Businesses just sit on mountains of idle ready cash and don't have to pass along costs to customers.
They make all their money from not filling millions of well-paying, executive level positions that would eliminate unemployment overnight if they were "patriotic" in their business practices.
Do I really need this < /sarcasm >?
What is really amazing is how many people blame cost of living or jobs going overseas on businesses and not on the real culprit: Big Government.
It's like blaming a person for moving out of downtown Detroit because they got tired of being robbed every day.
Not if the customers can’t afford to pay it because their incomes are down or they have lost their jobs.

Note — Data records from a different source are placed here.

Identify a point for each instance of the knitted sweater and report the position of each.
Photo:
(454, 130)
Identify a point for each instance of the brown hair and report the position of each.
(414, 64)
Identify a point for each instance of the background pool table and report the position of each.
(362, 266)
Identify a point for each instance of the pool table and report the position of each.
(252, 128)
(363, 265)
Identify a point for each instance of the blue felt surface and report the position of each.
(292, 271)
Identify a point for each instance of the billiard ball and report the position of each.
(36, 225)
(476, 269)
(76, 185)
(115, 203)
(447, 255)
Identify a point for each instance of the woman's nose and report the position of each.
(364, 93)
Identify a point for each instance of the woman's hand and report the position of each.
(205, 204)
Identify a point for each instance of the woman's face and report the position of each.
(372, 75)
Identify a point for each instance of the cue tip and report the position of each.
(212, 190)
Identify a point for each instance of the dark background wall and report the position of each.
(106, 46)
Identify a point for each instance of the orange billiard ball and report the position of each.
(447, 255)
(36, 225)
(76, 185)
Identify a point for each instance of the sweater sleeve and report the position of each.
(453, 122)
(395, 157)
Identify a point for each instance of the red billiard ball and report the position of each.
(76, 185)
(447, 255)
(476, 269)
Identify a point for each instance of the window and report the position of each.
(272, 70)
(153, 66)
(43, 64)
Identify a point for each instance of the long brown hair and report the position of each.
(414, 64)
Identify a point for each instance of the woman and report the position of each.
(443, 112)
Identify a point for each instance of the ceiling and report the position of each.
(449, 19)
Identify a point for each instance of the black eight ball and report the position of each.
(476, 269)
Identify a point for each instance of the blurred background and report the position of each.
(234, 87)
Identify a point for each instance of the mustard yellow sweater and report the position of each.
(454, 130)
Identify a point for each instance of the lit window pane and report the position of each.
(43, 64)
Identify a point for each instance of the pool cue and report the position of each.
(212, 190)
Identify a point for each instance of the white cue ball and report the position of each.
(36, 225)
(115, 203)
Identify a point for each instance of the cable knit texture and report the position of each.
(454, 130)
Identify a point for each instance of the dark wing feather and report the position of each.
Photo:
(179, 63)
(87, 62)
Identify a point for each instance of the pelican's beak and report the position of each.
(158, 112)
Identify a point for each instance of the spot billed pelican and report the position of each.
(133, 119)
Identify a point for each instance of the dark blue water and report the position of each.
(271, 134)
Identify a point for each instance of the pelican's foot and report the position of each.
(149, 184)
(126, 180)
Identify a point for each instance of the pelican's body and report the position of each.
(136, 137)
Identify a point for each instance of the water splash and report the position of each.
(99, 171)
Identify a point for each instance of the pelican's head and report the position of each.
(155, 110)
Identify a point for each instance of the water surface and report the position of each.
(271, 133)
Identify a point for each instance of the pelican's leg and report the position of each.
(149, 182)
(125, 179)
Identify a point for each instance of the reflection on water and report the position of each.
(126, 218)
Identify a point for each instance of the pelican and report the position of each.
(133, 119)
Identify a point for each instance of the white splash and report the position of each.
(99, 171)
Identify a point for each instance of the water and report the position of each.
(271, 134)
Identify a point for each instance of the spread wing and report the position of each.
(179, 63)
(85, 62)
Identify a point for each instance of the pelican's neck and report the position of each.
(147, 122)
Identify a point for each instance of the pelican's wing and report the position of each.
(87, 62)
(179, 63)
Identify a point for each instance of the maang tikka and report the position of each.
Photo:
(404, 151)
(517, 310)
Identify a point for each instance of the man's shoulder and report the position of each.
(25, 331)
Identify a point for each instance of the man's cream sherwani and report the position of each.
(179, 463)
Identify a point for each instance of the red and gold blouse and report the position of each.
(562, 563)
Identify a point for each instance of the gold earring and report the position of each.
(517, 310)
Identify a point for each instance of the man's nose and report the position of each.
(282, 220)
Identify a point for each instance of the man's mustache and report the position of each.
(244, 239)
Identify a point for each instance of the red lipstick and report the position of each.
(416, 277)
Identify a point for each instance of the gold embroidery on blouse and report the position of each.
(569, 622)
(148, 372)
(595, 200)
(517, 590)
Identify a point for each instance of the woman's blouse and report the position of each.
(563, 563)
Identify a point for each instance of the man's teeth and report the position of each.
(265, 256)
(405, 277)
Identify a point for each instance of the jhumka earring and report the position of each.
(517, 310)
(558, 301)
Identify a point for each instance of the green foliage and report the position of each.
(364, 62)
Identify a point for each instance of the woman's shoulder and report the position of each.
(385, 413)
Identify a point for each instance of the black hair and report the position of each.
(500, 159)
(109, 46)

The Obama administration is in the ‘bidness’ of picking winners and losers. They tend to exempt businesses with union labor from increased costs. So larger corporations will not have to pass these costs on.
Recently, Goldman Sachs and Warren Buffet announced a plan to ‘loan’ $500M to small businesses. Since neither are set up as normal banking institutions, is this a loan, or is it a ‘buy-in’?
If I were paranoid, I would consider these actions equal to the Bolshevik Revolutions, where the merchant class was the target.
Central planning doesn’t work very well with millions of small businesses competing. You need Big Government, Big Business, and Big Labor.
It will be included in the price of the product. If that raises the price of the product beyond what the customer is willing to pay then the business must alter its product line or reduce its workforce or cut expenses some other way or go out of business. Cutting the workforce is the easiest way and the quickest. It is therefore usually the first way when the economy is bad because there is neither time nor sufficient cash cushion to experiment with other methods unless costs are immediately reduced- workers are laid off.
If that were the case, we could just raise the minimum wage to $1000/hr, and regulate ourselves to wealth and prosperity.